Accordingly, Ackermann J could not see that the public interest required the transgression to be treated as an offence which could be tried and punished in the ordinary courts of the country. Apart from this, the legislature had expressly omitted from the 1992 Act those provisions of the 1971 Act which dealt with the prosecution and punishment in a magistrate's court of an inmate of a rehabilitation centre who transgresses.

These considerations, taken cumulatively, led to the conclusion that the 1992 Act excluded the possibility of an inmate of a rehabilitation centre being criminally prosecuted in the ordinary courts of the country. The relevant section in the 1992 Act contained only a legal norm, not a criminal one. As Snyman wrote subsequently, "In enacting the 1992 Act, the Legislature in all probability intended non-compliance with the legal norm to lead only to certain administrative measures being taken by the superintendent of the institute, and not to a criminal charge against and a conviction of the transgressor of the norm."

The result of all this was that the accused Joseph Francis and Wally Singh should not have been charged or convicted in any magistrate's court of contravening Regulation 84(j).

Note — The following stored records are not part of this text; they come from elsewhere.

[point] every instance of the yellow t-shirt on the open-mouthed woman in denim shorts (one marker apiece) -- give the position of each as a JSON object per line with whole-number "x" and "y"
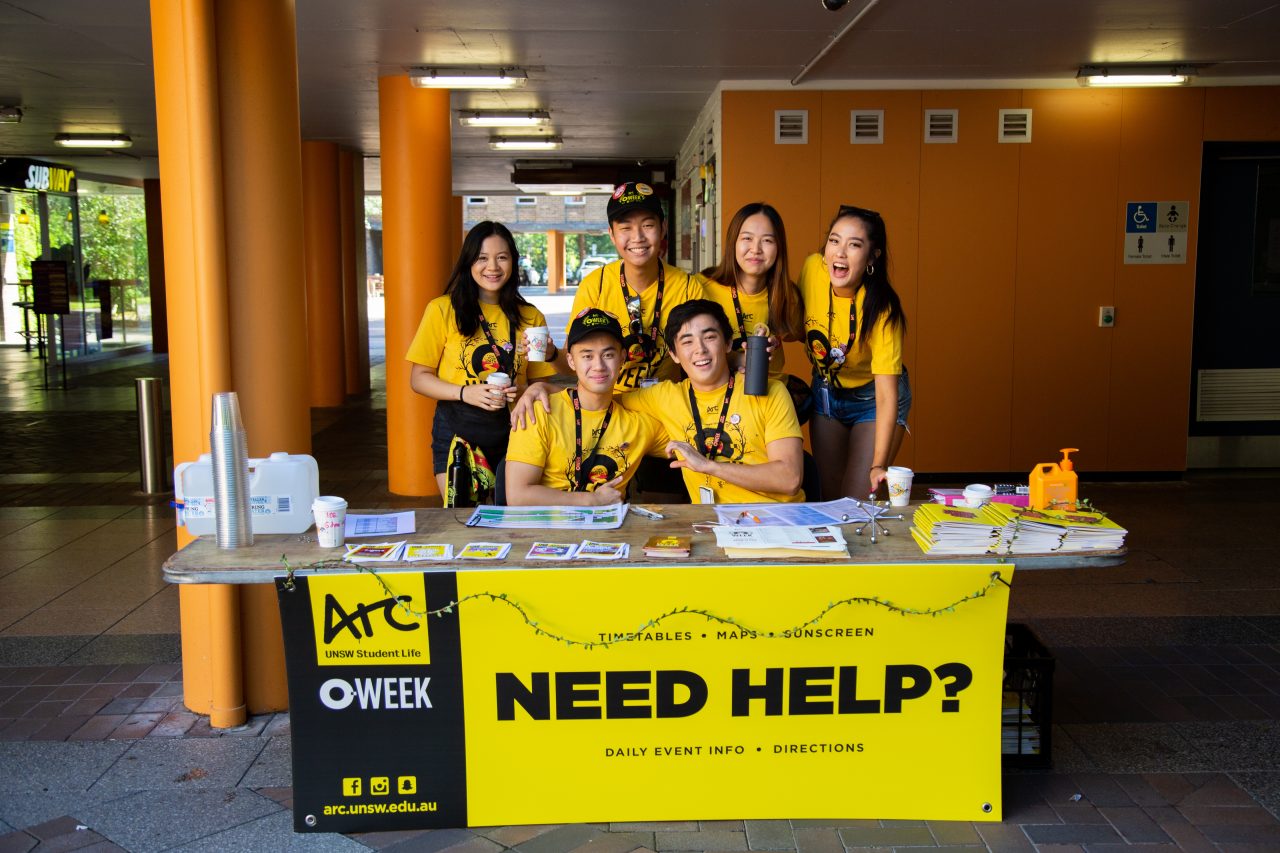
{"x": 826, "y": 325}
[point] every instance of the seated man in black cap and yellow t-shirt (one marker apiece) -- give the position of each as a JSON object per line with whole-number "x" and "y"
{"x": 588, "y": 449}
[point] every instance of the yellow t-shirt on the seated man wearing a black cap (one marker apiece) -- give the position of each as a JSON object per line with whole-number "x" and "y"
{"x": 550, "y": 445}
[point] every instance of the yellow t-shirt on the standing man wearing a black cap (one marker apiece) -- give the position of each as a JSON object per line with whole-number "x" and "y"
{"x": 604, "y": 290}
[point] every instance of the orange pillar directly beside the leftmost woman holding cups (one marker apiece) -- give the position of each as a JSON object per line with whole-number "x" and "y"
{"x": 418, "y": 193}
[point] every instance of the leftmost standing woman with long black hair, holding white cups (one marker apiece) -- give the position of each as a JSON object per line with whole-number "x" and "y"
{"x": 470, "y": 334}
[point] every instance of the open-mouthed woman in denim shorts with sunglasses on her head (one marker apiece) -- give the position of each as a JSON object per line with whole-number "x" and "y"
{"x": 854, "y": 327}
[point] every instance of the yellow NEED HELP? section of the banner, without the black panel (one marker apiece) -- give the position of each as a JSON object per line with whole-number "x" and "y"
{"x": 851, "y": 709}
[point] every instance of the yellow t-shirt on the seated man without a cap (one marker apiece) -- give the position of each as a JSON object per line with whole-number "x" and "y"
{"x": 752, "y": 423}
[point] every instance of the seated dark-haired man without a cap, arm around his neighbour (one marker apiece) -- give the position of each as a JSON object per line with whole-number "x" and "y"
{"x": 740, "y": 449}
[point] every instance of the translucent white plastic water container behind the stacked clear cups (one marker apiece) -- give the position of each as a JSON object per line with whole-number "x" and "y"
{"x": 282, "y": 489}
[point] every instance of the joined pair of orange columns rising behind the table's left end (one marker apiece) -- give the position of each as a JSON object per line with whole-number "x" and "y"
{"x": 227, "y": 112}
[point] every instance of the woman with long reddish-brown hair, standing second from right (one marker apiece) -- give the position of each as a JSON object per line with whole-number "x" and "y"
{"x": 752, "y": 282}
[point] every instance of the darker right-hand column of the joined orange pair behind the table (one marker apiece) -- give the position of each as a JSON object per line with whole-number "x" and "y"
{"x": 258, "y": 66}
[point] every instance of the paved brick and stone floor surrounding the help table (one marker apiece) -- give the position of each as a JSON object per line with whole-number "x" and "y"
{"x": 1167, "y": 695}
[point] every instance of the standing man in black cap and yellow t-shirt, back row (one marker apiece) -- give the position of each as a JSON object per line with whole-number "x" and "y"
{"x": 639, "y": 289}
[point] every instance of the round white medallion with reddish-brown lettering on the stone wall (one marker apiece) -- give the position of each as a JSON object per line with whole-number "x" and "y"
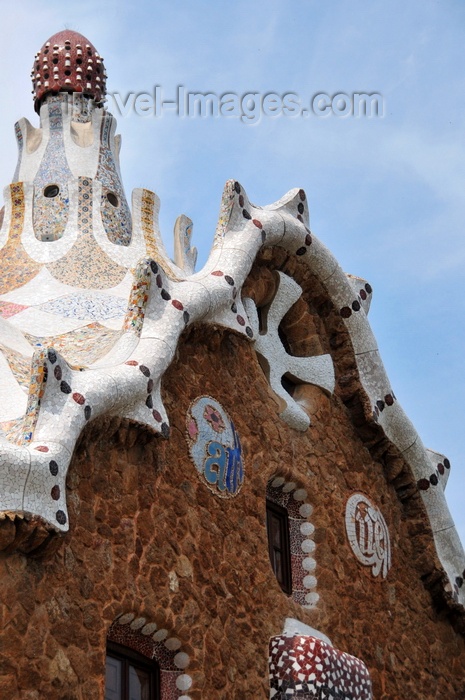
{"x": 368, "y": 534}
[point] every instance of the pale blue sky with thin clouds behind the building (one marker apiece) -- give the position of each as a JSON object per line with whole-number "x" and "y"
{"x": 386, "y": 195}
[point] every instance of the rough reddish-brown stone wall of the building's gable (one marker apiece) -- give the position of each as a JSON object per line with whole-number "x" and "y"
{"x": 150, "y": 541}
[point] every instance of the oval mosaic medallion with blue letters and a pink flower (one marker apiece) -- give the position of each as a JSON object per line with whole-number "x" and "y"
{"x": 215, "y": 447}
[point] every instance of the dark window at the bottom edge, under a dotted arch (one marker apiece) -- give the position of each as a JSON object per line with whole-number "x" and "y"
{"x": 130, "y": 676}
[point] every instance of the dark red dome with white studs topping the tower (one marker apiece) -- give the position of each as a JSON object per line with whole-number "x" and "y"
{"x": 68, "y": 62}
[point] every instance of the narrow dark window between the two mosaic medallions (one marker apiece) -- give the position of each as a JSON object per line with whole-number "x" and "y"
{"x": 277, "y": 525}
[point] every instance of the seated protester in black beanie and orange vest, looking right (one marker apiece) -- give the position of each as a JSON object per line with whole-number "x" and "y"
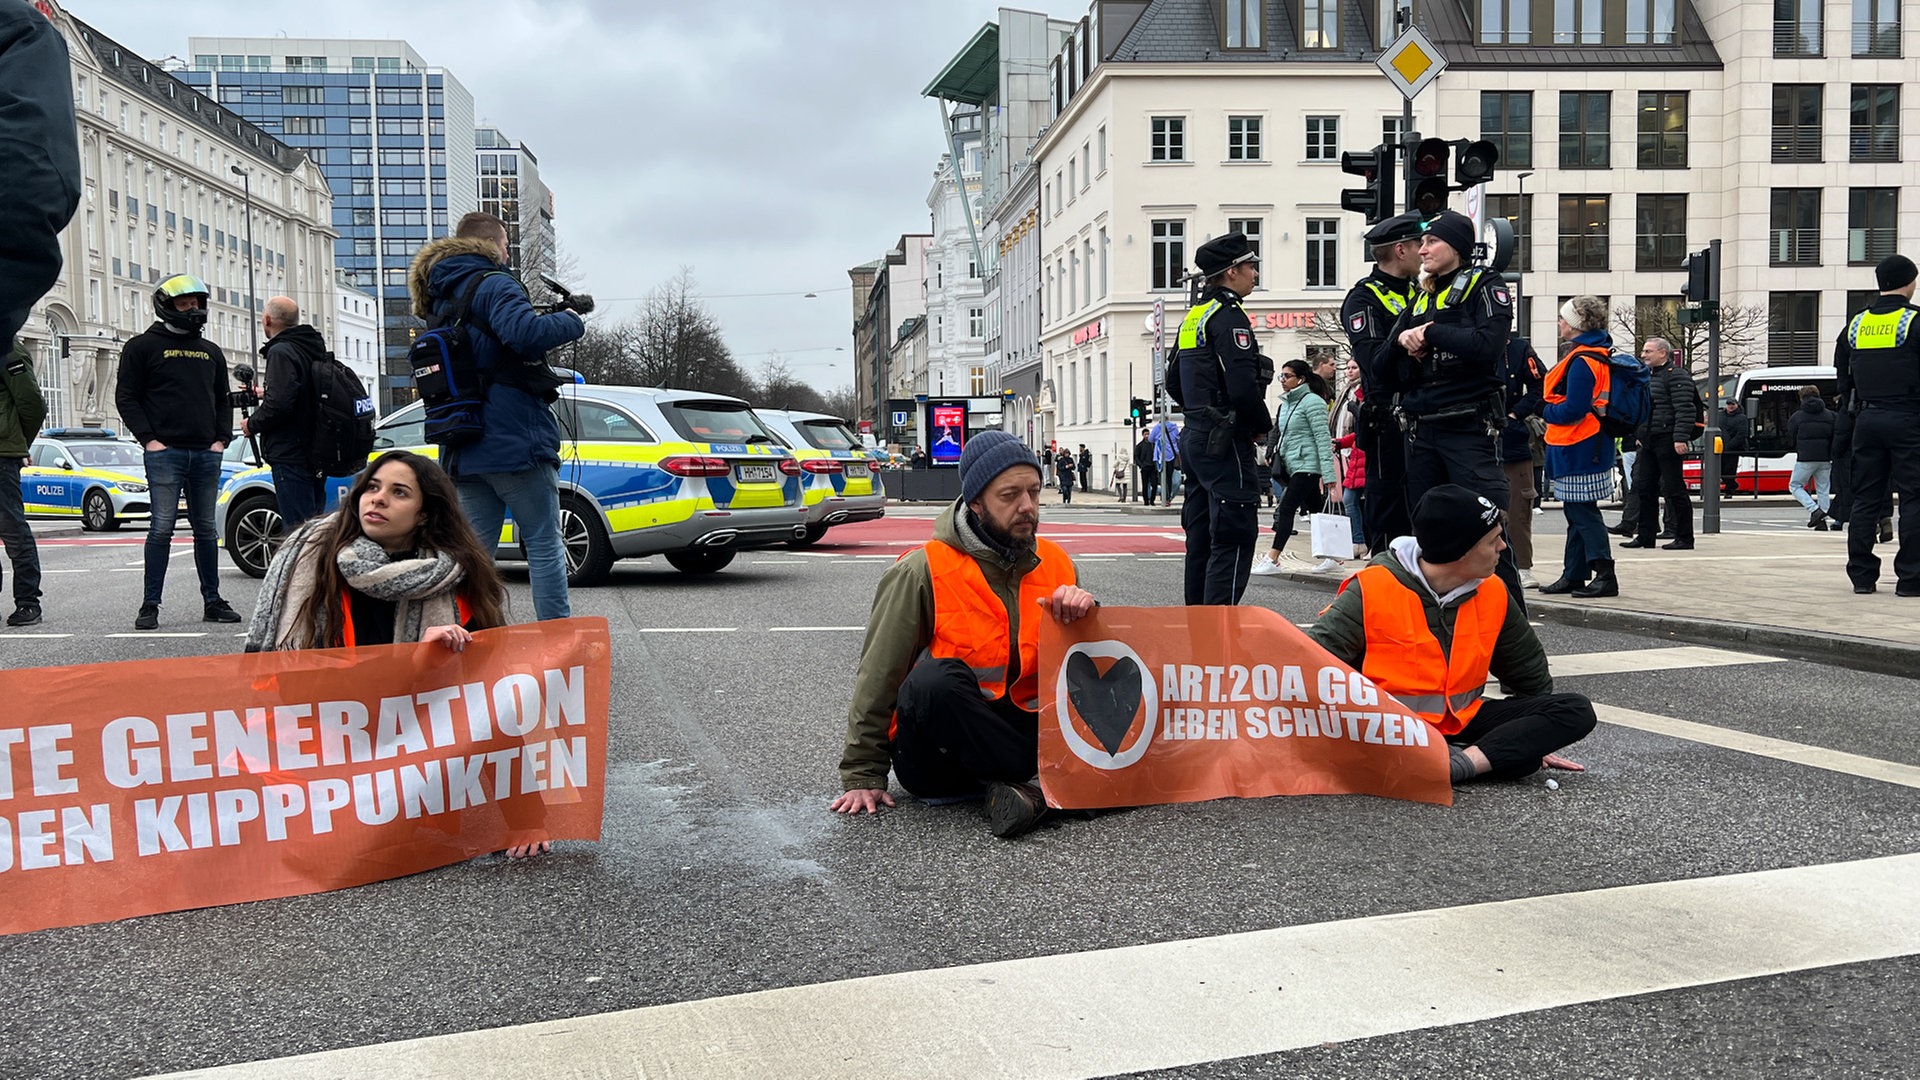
{"x": 1439, "y": 624}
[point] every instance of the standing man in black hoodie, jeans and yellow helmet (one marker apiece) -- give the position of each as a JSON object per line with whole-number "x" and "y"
{"x": 172, "y": 391}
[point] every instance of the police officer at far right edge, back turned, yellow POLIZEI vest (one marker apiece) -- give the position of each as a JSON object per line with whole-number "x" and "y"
{"x": 1879, "y": 368}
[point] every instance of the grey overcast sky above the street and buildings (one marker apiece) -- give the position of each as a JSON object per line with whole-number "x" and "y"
{"x": 771, "y": 145}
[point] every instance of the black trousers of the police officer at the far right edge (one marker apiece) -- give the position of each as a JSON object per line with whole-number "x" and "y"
{"x": 1886, "y": 458}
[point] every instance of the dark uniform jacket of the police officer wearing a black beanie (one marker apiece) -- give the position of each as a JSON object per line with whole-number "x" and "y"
{"x": 1468, "y": 320}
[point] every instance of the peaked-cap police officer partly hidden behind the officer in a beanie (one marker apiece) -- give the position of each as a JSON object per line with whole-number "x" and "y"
{"x": 1370, "y": 314}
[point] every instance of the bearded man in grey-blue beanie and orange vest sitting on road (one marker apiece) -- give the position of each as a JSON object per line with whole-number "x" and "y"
{"x": 948, "y": 691}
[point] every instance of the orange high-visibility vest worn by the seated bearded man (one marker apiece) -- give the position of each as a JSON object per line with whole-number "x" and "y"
{"x": 971, "y": 624}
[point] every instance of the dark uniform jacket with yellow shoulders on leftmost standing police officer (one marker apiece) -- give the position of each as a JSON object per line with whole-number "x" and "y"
{"x": 1222, "y": 366}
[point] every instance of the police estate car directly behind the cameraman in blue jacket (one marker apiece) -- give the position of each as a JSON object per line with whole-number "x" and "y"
{"x": 679, "y": 474}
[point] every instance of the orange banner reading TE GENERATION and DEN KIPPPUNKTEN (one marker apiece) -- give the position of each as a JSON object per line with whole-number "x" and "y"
{"x": 143, "y": 787}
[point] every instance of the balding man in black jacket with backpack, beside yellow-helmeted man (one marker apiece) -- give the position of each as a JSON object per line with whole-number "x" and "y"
{"x": 285, "y": 416}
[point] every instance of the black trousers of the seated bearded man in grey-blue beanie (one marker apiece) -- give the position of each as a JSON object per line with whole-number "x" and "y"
{"x": 951, "y": 741}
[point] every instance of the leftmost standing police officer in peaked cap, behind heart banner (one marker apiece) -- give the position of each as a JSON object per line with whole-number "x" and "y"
{"x": 1220, "y": 380}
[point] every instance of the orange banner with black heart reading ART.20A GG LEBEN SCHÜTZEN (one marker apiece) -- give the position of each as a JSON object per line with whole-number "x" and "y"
{"x": 1186, "y": 704}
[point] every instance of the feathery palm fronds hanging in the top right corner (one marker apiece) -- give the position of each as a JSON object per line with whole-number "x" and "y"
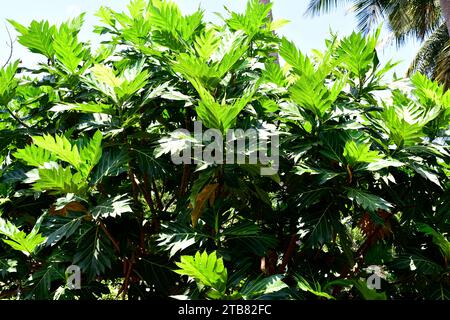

Accordingly, their convictions were set aside.

Farlam J concurred in the judgment of Ackermann J.

== Principle of legality ==
Snyman, much cited in Ackermann J's decision, subsequently noted of this decision that the court had "clearly recognised the importance of the principle of legality in criminal law." Although the court did not expressly refuse to follow the principle enunciated in Forlees case, it was "nevertheless significant," thought Snyman, that the court was "quite sympathetic toward the criticism levelled at that case," including Snyman's own criticism.